Vor eineinhalb Jahren habe ich die Gefangenenpatenschaft der schweizerisch-belarussischen Doppelbürgerin Natallia Hersche übernommen, die als politische Gefangene in Belarus im inhaftiert war. Mit verschiedenen Mitteln habe ich mich für ihre Freilassung eingesetzt. Über den damaligen Schweizer Botschafter in Belarus konnte ich ihr auch einige Nachrichten übermitteln. Als die Bemühungen der Schweizer Behörden Erfolg zeigten und Natallia Hersche am 18. Februar freikam und in die Schweiz zurückreisen konnte, war das ein überwältigender Moment. Ich durfte bei ihrer Begrüssung am Flughafen dabei sein und sie kennenlernen. Ich bin von ihrer Stärke und ihrer klaren Vision sehr beeindruckt. Seither stehen wir in engerem Kontakt und ich unterstütze sie, wo immer möglich. Meine Einladung am 8. März ins Bundeshaus hat Natallia Hersche gerne angenommen. Nachdem wir noch im Januar einen offenen Brief von Frauenorganisationen und Parlamentarierinnen an den Bundespräsidenten geschickt hatten, damit er sich stärker für ihre Freilassung einsetzt, war es mir wichtig, Natallia auch mit Parlamentarierinnen zusammen zu bringen. Sie sagte schon bei ihrer Rückkehr, wie wichtig die Erfahrung aus der Schweiz und unsere Demokratie für sie sind. Sie hätten ihr die Augen geöffnet, wie ein Staat funktionieren sollte. Ihre Worte und Überzeugungen haben gerade jetzt doppelt Bedeutung.
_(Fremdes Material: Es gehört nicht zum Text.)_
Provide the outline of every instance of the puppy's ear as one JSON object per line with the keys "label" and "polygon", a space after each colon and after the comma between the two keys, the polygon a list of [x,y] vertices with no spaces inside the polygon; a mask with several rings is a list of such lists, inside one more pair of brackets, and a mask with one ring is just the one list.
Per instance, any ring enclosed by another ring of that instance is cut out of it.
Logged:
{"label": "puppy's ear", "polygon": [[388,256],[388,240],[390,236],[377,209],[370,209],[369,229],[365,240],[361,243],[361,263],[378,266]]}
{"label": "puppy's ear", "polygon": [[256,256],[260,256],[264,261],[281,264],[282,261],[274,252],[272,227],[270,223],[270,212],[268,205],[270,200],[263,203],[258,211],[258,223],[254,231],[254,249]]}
Letzten Mittwoch erlebte ich auf Einladung unserer Parlamentspräsidentin eine interessante Begegnung und Gespräch mit der belarussischen Oppositionsführerin Sviatlana Tsikhanouskaya.

 

Eingereichte Vorstösse:

22.7282 | Medizinische Versorgung für die Bevölkerung in der Ukraine sicherstellen | Geschäft | Das Schweizer Parlament

22.7255 | Verordnungsanpassung für die Bewaffnung der Zöllner:innen | Geschäft | Das Schweizer Parlament

 

Behandelter Vorstoss:

20.3722 | Umfassende Aufarbeitung von Auslandsadoptionen | Geschäft | Das Schweizer Parlament Leider wurde dieses Postulat knapp abgelehnt.